More sites on digitalis. Its use in the treatment of congestive heart failure, atrial fibrillation, and other heart ailments. Its history as a plant-derived medicine. How its benefits were first discovered when the leaves of the plant were dried and ingested as an herbal tea. All this followed by a caveat:
The digitalis leaf provides
a narrow therapeutic index, requiring close medical supervision for safe use. It is often difficult to recognize the level of maximum therapeutic effect of digitalis without entering the toxic range.
I sat back. I closed my eyes.
“Hey,” Tom said, taking my hand and squeezing it. “Are you okay? Can you tell me what this is about?”
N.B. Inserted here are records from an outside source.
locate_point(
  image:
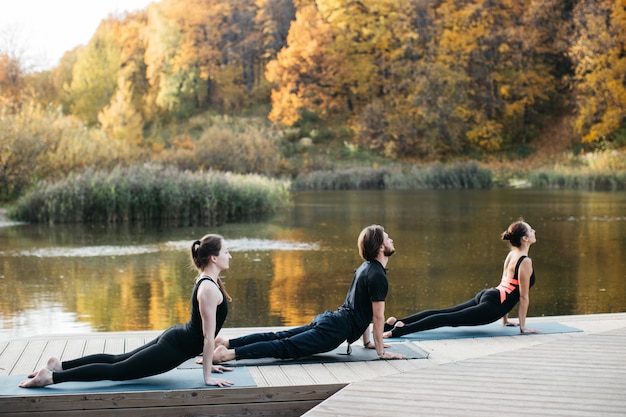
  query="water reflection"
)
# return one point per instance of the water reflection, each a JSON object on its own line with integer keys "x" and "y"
{"x": 94, "y": 278}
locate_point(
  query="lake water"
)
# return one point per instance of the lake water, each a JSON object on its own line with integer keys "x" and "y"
{"x": 284, "y": 271}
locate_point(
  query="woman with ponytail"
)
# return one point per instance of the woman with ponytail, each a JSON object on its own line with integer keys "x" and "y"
{"x": 489, "y": 304}
{"x": 177, "y": 344}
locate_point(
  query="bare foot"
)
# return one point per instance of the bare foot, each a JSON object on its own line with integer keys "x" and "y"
{"x": 220, "y": 341}
{"x": 41, "y": 379}
{"x": 222, "y": 354}
{"x": 53, "y": 365}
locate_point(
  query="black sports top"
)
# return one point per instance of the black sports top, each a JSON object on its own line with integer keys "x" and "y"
{"x": 509, "y": 287}
{"x": 194, "y": 325}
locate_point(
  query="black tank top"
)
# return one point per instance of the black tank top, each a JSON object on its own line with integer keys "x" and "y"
{"x": 194, "y": 326}
{"x": 509, "y": 288}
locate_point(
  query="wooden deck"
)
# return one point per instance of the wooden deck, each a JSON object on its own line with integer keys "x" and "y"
{"x": 568, "y": 374}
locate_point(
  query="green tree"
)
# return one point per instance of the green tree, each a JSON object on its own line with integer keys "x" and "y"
{"x": 95, "y": 74}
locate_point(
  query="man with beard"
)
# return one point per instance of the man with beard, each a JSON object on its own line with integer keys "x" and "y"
{"x": 364, "y": 303}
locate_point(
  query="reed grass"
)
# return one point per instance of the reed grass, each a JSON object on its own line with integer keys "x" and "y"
{"x": 589, "y": 181}
{"x": 150, "y": 193}
{"x": 466, "y": 175}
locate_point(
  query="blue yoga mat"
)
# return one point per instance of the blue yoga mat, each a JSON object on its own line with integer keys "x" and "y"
{"x": 176, "y": 379}
{"x": 487, "y": 330}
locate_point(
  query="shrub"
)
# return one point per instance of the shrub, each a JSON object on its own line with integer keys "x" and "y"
{"x": 153, "y": 193}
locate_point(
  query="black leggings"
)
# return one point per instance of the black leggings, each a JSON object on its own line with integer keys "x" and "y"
{"x": 484, "y": 308}
{"x": 158, "y": 356}
{"x": 325, "y": 333}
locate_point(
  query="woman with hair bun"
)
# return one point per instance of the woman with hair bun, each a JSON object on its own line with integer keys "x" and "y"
{"x": 489, "y": 304}
{"x": 177, "y": 344}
“I’m just guessing, really,” I replied, getting out of the chair. My legs ached from sitting for so long, and I had a crick in my neck. I walked across the room and leaned against the front of my desk, trying to put the pieces together. “And this could be a real stretch . . . but I think Mara may have had something to do with Mackenzie’s death.”
“What?” Tom said. “Did she even know him?”
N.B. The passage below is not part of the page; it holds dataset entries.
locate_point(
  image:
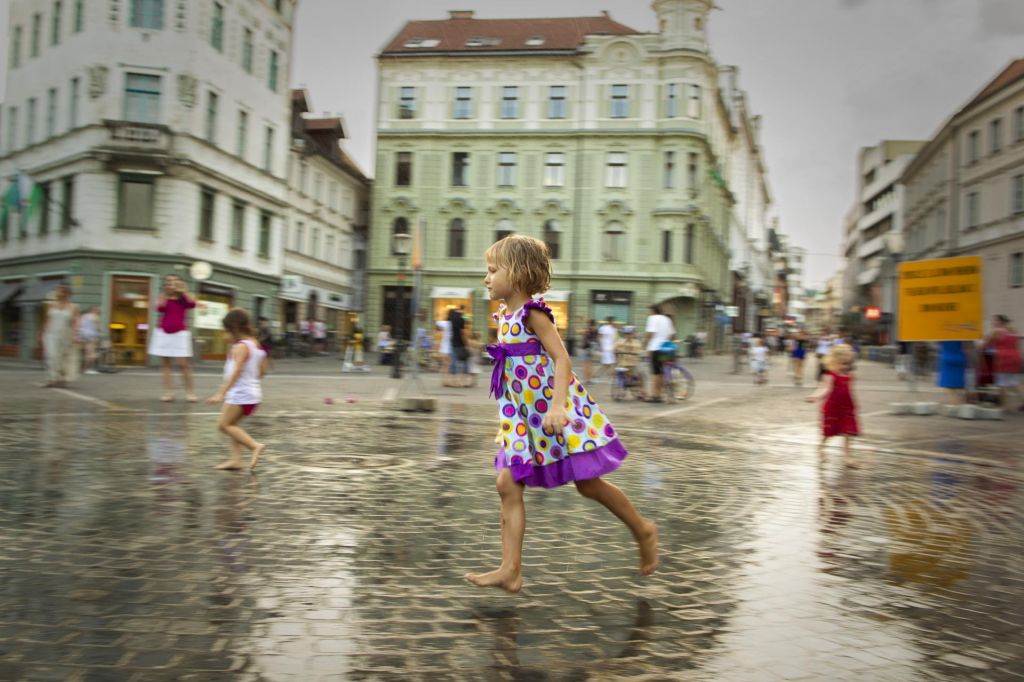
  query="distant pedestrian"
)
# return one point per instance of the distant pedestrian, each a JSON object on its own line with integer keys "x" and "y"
{"x": 59, "y": 335}
{"x": 839, "y": 412}
{"x": 171, "y": 339}
{"x": 241, "y": 392}
{"x": 88, "y": 336}
{"x": 532, "y": 381}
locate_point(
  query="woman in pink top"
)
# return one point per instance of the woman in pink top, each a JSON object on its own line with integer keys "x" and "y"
{"x": 172, "y": 338}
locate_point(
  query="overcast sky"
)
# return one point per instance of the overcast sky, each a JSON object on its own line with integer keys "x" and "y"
{"x": 827, "y": 76}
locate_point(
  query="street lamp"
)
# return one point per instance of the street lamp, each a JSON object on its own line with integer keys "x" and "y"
{"x": 401, "y": 244}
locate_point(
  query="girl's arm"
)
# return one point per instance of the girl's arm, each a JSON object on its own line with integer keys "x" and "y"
{"x": 240, "y": 352}
{"x": 555, "y": 418}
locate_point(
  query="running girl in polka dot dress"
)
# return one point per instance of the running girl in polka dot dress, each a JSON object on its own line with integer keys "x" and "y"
{"x": 551, "y": 431}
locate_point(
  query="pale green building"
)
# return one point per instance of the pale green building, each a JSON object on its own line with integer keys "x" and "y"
{"x": 608, "y": 143}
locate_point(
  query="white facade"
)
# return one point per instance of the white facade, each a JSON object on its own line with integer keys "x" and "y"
{"x": 965, "y": 193}
{"x": 160, "y": 131}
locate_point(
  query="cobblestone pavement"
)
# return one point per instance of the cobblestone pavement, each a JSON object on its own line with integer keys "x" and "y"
{"x": 126, "y": 557}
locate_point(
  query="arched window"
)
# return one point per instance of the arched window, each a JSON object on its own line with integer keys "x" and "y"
{"x": 457, "y": 239}
{"x": 613, "y": 242}
{"x": 552, "y": 236}
{"x": 503, "y": 229}
{"x": 399, "y": 226}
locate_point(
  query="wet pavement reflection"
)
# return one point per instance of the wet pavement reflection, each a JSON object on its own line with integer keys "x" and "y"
{"x": 126, "y": 557}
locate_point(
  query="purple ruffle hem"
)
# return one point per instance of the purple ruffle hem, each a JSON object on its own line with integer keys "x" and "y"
{"x": 578, "y": 466}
“I’m not sure,” I said. “But she was obviously deeply interested in fracking over a year before I even got the commission. She lied about not having an opinion about it, because all those sites have a decidedly negative bias. She must have opposed it, too. And then—I just remembered—when I first got the call to meet with Mackenzie I told her I wasn’t going to go. That I couldn’t work for a man who was destroying the environment. But she sweet-talked me into at least talking to him, saying she was curious about what the house looked like on the inside.”
“Okay, so maybe she knew more about fracking than she let on,” Tom said. “And maybe she wanted you to work with Mackenzie. But it’s a huge leap from there to—to killing him, Alice.”
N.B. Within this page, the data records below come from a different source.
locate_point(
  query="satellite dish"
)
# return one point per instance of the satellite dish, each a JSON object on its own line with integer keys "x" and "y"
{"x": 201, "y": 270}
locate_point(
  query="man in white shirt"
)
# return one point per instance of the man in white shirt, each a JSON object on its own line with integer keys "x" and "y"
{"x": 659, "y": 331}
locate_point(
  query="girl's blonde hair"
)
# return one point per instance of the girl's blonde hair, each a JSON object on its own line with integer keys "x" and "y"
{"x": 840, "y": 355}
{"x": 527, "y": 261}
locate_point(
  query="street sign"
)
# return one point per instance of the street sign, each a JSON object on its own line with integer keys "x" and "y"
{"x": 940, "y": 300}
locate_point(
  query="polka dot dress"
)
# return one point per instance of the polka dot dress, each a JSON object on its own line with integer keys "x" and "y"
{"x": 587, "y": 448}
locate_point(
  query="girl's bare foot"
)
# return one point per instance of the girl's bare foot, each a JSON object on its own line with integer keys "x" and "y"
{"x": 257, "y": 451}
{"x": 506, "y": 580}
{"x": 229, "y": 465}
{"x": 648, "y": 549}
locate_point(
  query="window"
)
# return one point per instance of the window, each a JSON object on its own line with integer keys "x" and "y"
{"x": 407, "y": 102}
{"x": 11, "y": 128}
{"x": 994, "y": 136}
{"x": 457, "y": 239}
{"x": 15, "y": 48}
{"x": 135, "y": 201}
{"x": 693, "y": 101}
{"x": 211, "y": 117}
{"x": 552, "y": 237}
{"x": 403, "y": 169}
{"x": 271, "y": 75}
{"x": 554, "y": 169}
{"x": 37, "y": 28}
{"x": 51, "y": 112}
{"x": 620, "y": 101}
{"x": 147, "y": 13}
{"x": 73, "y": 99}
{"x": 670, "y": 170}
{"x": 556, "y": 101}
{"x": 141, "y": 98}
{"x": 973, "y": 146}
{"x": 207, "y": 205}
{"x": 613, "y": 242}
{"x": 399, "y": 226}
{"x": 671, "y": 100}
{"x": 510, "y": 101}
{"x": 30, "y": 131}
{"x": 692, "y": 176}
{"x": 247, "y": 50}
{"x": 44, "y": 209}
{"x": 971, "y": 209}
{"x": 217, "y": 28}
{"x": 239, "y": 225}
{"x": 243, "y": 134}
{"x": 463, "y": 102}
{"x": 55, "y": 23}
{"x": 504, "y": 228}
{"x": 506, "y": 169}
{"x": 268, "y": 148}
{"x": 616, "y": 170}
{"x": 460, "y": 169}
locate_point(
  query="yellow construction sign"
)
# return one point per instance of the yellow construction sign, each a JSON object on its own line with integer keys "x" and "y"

“It goes back to something Erlander asked me at the end of that first interview,” I explained. “I’d answered all the usual questions—and more than I really thought were necessary about my private life. And then, out of the blue, he asked me what I knew about digitalis. He wanted to know whether I realized that it was poisonous. I said of course I knew—that many, many common
plants are. I dismissed the whole thing as another one of his crazy shots in the dark. But then Ron and his clumsy deputy conducted that search here yesterday morning.”
“Yes, you told me.”
“And the deputy claimed to have found what he was looking for. It was in the back of the new greenhouse where I dry herbs at the end of the season to sell at the Holiday Fair. When Mara first started working here she was even more withdrawn than she is now. I mean, she was abrupt to the point of real rudeness. But she did a good job, and I wasn’t looking for a friend, just some competent help. That first fall, though, when she discovered that I dried and processed plants and herbs, she got very interested in learning how to do it herself. I could tell she really enjoyed it—and I liked the fact that she was apparently beginning to appreciate what Green Acres was all about. I eventually let her take over most of that side of things.”
“You think she started drying digitalis leaves?”
“Yes, that’s what I’m thinking. She might have dried them for an herbal tea that she gave to Eleanor, convincing her it would be good for Mackenzie. But I’m pretty sure that’s what was making him so sick the last few weeks of his life—his dizziness, nausea, diarrhea. Those are all side effects of digitalis poisoning.”